Bir ülkede işçi sendikalarının şeklen var olması, sendika özgürlüğünün ölçüsü olamaz. İşçi sendikaları yasaklayıcı katı kurallar olmadan var olabilmeli, üyelerinin çıkarlarını gerektiğinde protesto gücünü kullanarak koruyabilmelidir. Bir yasaya bağlı olmadan toplusözleşme ve grev yapabilmelidir. Almanya, bu konuda verilebilecek en güzel örnektir. Almanya'da bir toplu iş sözleşmesi yasası yoktur. İşyerinde yeterli çoğunluğa sahip olan sendika işverene başvurarak toplusözleşme yapmak isteğini iletir. İşveren o sendikanın çoğunluğu temsil yetkisi olduğuna inanırsa oturur sözleşme müzakeresi yapar. Anlaşma olmazsa sendika hiçbir prosedüre başvurmadan grev uygulamasına gider. Ne Çalışma Bakanlığı'nın yetkilendirme görevi vardır ne de grev uygulaması koşullara bağlanmıştır. Sendikal etik (ahlak) anlayışı işyerinde örgütlü ama üye çokluğu olmayan bir sendikanın duruma müdahale ederek işverene itirazda bulunma, işyerinde olay çıkarmak gibi girişimlere izin vermez.

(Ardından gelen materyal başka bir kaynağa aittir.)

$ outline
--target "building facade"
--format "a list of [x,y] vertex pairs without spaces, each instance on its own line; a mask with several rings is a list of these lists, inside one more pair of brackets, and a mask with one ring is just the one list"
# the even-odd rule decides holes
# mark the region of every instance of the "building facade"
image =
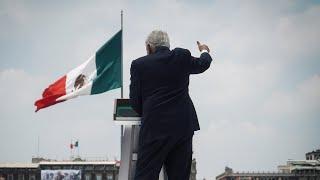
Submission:
[[[317,152],[306,154],[306,160],[288,160],[286,165],[278,166],[277,172],[234,172],[226,167],[217,180],[320,180],[320,159]],[[311,158],[311,159],[310,159]]]
[[[77,159],[74,161],[55,161],[42,158],[33,158],[32,163],[4,163],[0,164],[0,180],[40,180],[41,173],[56,173],[79,170],[80,177],[70,179],[78,180],[118,180],[120,162],[119,161],[84,161]],[[51,174],[52,174],[51,173]],[[190,180],[196,180],[196,160],[192,160]],[[44,179],[44,178],[42,178]],[[56,180],[52,177],[45,179]]]
[[[84,180],[118,180],[119,161],[41,161],[29,164],[0,164],[0,180],[40,180],[41,172],[78,170]],[[47,179],[53,179],[48,177]]]

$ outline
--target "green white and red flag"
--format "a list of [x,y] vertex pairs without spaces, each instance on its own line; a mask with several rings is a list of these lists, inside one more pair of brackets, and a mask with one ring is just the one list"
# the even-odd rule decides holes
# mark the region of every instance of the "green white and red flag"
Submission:
[[49,85],[34,105],[42,108],[81,95],[103,93],[122,86],[122,30],[80,66]]

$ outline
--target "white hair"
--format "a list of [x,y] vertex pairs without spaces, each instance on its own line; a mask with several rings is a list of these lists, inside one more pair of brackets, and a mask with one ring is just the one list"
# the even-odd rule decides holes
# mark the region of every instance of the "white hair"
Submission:
[[170,48],[169,36],[165,31],[154,30],[152,31],[146,39],[146,45],[150,45],[153,48],[158,46],[166,46]]

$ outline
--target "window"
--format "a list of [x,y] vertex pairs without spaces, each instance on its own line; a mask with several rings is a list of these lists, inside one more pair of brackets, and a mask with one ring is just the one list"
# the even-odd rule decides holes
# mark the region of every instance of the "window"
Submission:
[[13,174],[8,175],[8,180],[13,180]]
[[36,175],[30,174],[29,175],[29,180],[36,180]]
[[102,180],[102,175],[101,174],[96,174],[96,180]]
[[19,174],[18,175],[18,180],[24,180],[24,174]]
[[113,180],[113,175],[112,174],[108,174],[107,175],[107,180]]
[[91,174],[86,174],[84,177],[85,177],[85,180],[91,180]]

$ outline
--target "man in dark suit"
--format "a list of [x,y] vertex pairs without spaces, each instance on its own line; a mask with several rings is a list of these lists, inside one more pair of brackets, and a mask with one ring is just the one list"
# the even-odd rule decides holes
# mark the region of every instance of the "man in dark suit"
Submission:
[[189,180],[192,137],[200,129],[189,96],[189,76],[211,64],[207,45],[200,58],[187,49],[170,50],[166,32],[152,31],[146,56],[131,64],[130,103],[141,115],[135,180],[158,180],[162,165],[169,180]]

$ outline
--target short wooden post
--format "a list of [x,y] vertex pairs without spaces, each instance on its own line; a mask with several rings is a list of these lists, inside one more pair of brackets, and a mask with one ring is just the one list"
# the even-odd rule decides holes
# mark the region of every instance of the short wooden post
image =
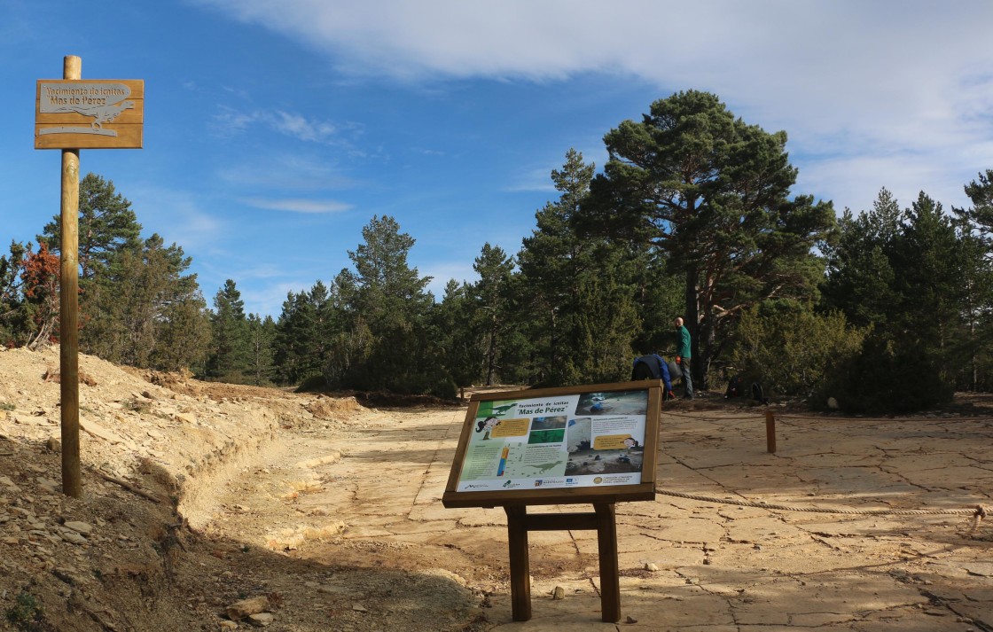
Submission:
[[531,618],[530,561],[527,555],[527,507],[503,507],[510,551],[510,612],[514,621]]
[[[63,78],[78,79],[82,60],[67,56]],[[62,243],[60,245],[59,383],[62,397],[63,493],[82,494],[79,474],[79,150],[62,156]]]
[[776,413],[766,411],[766,447],[772,454],[776,452]]
[[600,620],[621,620],[621,571],[618,567],[618,525],[614,503],[594,503],[600,553]]

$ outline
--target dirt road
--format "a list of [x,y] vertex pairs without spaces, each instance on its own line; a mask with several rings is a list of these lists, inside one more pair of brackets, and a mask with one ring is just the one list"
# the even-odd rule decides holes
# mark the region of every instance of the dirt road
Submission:
[[[769,453],[765,409],[677,402],[661,493],[618,506],[622,621],[600,620],[596,534],[578,531],[530,535],[533,616],[513,622],[503,512],[440,502],[464,407],[375,409],[83,358],[85,494],[67,499],[59,385],[44,377],[57,358],[0,352],[9,629],[31,629],[11,622],[22,605],[39,630],[243,629],[232,605],[256,599],[255,625],[295,632],[993,631],[993,525],[968,516],[993,495],[983,407],[777,407]],[[865,513],[880,510],[930,513]]]

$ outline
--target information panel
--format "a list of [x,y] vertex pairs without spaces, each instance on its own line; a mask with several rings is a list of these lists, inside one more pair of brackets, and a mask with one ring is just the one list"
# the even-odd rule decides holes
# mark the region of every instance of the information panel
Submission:
[[658,380],[473,397],[446,506],[654,497]]
[[39,79],[35,149],[141,149],[141,79]]

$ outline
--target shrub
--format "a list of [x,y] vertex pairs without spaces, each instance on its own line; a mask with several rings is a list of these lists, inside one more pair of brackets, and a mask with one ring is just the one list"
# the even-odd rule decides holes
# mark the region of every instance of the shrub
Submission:
[[820,315],[796,303],[762,304],[743,315],[731,359],[767,394],[809,397],[826,375],[858,353],[864,335],[850,329],[839,312]]

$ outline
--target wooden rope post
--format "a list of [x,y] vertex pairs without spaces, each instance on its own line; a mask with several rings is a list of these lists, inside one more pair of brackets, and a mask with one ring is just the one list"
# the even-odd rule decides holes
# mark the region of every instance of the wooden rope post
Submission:
[[766,411],[766,447],[769,453],[776,452],[776,413]]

Grev hakkı özgürce kullanılamıyor

Ülkemizde yasal ve siyasal nedenlerle sendika özgürlüğü yok edilmiştir. 6356 sayılı yeni Toplu İş Sözleşmesi Yasası, işçi sendikalarının toplusözleşme hakkını birtakım kayıtlar ve yasaklarla çok zora sokmuş, bu özgürlüğü ciddi boyutlarda kısıtlamıştır. Yasa 42. maddesinde yetkili sendikayı belirleme görevini Çalışma Bakanlığı'na vermiştir. Bu, büyük bir yanlıştır. Bakanlık bu yetkisini siyaseten kendisine yakın sendikaları koruyarak kötüye kullanmaktadır. ÇAYKUR da Tekgıda-İş Sendikası bu acı gerçeği bütün çıplaklığıyla yaşamış ve Bakanlığın yandaşı Özgıda-İş Sendikası'nı koruma gayretini ancak dört yıllık bir uğraştan sonra boşa çıkarabilmiştir. 43. maddede öngörülen yetkiye itiraz hakkı bu kadar uzun süreye sarkma ve işçileri bu kadar uzun süre sözleşmesiz bırakmaya müsaittir. Yasanın 58. maddesi grev hakkını ancak toplusözleşme müzakerelerinin uyuşmazlığı durumuna bağlamıştır. Oysa ILO (Uluslararası Çalışma Örgütü) işçi sendikalarının ekonomik kökenli işsizlik, pahalılık, asgari ücret yetersizliği, hükümetin sağlık, konut politikaları gibi konularda genel grev yapabileceğini kabul etmiştir. Her ne kadar 4857 sayılı İş Yasası'nın 34. maddesi 20 gün içinde ücreti ödenmeyen işçinin işini bırakabileceğini, bunun toplu olmasının bir grev sayılamayacağı hükmünü getirmişse de bu olay mücbir sebeple sınırlandırılmış ve ancak münferit durumlar için söz konusudur ve özgür bir grev hakkı olarak kabul edilemez. 6356 sayılı yasanın 62. maddesi grev yasaklarını ve 63. maddesi grev ertelemelerini düzenlenmiş. Tüm bu yasal kısıtlamalar 6356 sayılı yasanın sendika özgürlüğünü yok ettiğinin açık kanıtıdır.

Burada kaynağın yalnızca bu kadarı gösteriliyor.